The electrolyte formulas are written in ionic form:

2Na ⁺ + 2NO ^3– + Ba ²⁺ + 2Cl ^- = 2Na ⁺ + 2Cl ^- + Ba ²⁺ + 2NO ^3– .

Substances taken for the reaction are strong electrolytes. In this case, the composition of the ions does not change. Chemical interaction between electrolyte solutions is possible in three cases:

1. If one of the products is insoluble.

Molecular equation: Na ₂ SO ₄ + BaCl ₂ = BaSO ₄ + 2NaCl.

We write the composition of electrolytes in the form of ions:

2Na ⁺ + SO ₄ ^2– + Ba ²⁺ + 2Cl ^- = BaSO _{4 (white precipitate)} + 2Na ⁺ 2Cl ^- .

2. One of the resulting substances is gas.

3. Among the reaction products there is a weak electrolyte.

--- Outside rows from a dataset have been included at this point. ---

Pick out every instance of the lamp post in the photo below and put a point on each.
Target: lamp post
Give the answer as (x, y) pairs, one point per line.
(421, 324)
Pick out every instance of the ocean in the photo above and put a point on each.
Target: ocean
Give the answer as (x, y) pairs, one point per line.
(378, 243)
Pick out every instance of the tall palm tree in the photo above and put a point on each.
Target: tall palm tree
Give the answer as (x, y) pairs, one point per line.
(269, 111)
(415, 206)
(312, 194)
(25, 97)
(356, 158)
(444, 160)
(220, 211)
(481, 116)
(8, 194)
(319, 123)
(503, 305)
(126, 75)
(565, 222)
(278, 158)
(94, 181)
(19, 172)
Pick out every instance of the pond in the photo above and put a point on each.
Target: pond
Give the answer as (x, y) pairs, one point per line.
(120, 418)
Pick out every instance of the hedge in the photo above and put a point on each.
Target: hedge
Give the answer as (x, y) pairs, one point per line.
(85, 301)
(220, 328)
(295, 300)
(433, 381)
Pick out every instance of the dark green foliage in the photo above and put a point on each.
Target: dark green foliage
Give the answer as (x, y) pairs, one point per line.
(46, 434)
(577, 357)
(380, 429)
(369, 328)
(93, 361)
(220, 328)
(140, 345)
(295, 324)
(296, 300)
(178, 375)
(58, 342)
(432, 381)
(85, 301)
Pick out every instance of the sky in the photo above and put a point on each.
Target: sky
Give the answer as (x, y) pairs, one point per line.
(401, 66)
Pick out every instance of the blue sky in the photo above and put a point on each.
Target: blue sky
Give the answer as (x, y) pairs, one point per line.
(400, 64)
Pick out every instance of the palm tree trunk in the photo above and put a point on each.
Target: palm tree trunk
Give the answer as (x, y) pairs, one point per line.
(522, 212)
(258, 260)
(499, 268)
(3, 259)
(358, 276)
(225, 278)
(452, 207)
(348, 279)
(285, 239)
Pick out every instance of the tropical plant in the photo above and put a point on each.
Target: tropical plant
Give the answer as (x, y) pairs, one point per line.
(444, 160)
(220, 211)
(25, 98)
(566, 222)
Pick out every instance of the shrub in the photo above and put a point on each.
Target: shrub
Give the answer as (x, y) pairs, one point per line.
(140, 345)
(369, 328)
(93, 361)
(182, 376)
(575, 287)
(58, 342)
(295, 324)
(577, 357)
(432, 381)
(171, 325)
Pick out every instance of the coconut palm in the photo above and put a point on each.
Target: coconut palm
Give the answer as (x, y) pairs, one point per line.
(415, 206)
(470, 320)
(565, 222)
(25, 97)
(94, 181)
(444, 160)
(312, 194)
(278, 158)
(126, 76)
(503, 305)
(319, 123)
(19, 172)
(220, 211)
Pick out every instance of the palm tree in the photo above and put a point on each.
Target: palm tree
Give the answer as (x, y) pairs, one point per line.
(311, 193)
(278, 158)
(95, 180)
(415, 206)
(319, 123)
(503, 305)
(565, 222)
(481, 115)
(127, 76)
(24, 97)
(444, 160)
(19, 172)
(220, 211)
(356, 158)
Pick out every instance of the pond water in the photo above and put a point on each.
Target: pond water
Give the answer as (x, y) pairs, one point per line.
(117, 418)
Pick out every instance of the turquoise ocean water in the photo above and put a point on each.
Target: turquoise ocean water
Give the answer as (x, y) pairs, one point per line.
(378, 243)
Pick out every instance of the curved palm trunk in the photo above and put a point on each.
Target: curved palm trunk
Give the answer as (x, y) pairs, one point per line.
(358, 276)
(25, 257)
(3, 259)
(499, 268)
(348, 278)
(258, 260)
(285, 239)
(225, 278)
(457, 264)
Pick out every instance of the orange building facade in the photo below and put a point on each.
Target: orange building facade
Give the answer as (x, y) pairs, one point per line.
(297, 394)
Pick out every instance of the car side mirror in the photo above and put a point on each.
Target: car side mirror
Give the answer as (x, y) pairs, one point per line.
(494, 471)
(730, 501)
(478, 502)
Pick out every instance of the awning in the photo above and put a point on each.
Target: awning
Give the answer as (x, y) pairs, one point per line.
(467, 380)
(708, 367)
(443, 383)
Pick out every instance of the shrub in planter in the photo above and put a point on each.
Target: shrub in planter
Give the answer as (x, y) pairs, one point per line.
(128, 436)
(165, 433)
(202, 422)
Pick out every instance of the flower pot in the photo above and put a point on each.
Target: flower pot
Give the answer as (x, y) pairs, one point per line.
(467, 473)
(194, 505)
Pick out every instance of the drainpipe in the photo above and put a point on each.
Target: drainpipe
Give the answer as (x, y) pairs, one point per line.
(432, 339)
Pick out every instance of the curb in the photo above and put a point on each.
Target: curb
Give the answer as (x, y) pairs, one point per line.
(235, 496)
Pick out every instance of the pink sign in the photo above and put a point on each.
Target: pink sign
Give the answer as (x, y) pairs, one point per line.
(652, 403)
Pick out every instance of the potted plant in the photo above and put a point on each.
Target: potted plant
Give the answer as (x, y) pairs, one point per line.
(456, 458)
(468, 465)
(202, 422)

Water is one of the weakest electrolytes

Chemically pure water (distilled) does not conduct electric current. But in its composition there is a small amount of charged particles. These are H ⁺ protons and OH ^- anions. A negligible number of water molecules undergo dissociation. There is a quantity - the ionic product of water, which is constant at a temperature of 25 ° C. It allows you to know the concentration of H ⁺ and OH ^- . Hydrogen ions predominate in solutions of acids; hydroxide anions are predominant in alkalis. In neutral - the amount of H ⁺ and OH ^- coincides. The environment of solutions is also characterized by a hydrogen index (pH). The higher it is, the more hydroxide ions are present. The medium is neutral at a pH range close to 6–7. In the presence of H ⁺ and OH ^- ions, indicator substances change their color: litmus, phenolphthalein, methyl orange and others.

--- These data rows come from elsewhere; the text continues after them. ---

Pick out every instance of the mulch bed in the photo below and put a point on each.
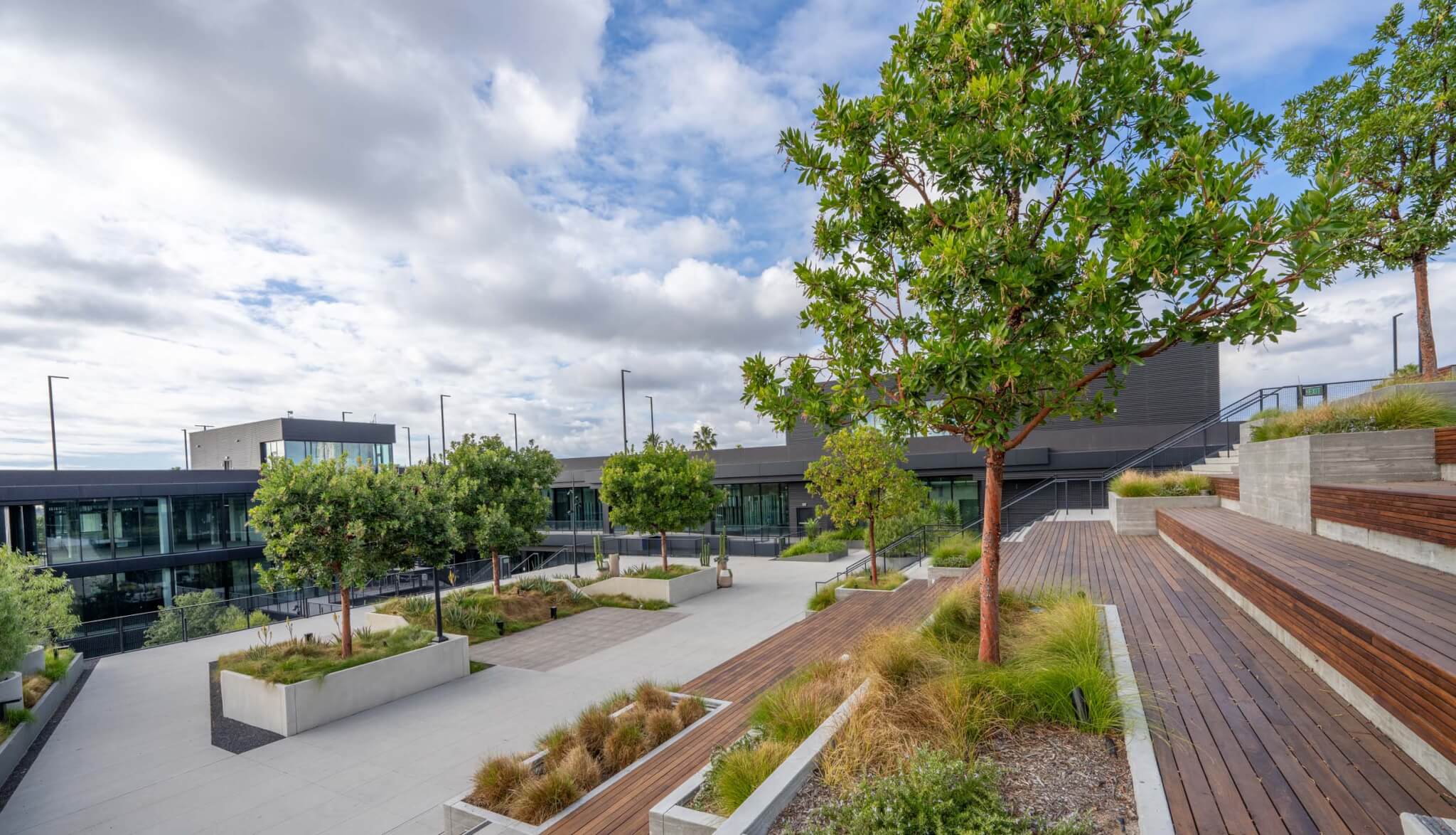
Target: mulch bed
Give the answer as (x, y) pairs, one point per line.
(1053, 772)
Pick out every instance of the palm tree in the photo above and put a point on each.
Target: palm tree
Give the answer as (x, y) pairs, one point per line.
(705, 437)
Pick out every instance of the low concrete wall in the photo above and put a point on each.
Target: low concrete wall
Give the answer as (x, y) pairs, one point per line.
(1138, 516)
(294, 708)
(14, 748)
(673, 590)
(1275, 475)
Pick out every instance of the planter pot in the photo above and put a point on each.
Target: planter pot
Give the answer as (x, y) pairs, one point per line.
(1275, 475)
(293, 708)
(1138, 516)
(14, 748)
(673, 590)
(464, 818)
(34, 661)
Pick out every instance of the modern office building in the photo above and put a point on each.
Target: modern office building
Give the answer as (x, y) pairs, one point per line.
(765, 486)
(250, 445)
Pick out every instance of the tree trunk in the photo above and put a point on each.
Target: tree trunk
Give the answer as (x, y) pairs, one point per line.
(869, 540)
(346, 632)
(990, 558)
(1426, 339)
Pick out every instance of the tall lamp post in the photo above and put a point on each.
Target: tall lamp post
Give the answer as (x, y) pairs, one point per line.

The properties of electrolyte solutions and melts are widely used in industry, engineering, agriculture and medicine. The scientific justification lies in the work of a number of prominent scientists who have explained the behavior of the particles of which salts, acids and bases are composed. In their solutions, numerous reactions of ion exchange proceed. They are used in many industrial processes, in electrochemistry, electroplating. Processes in living beings also occur between ions in solutions. Many non-metals and metals, toxic in the form of atoms and molecules, are indispensable in the form of charged particles (sodium, potassium, magnesium, chlorine, phosphorus and others).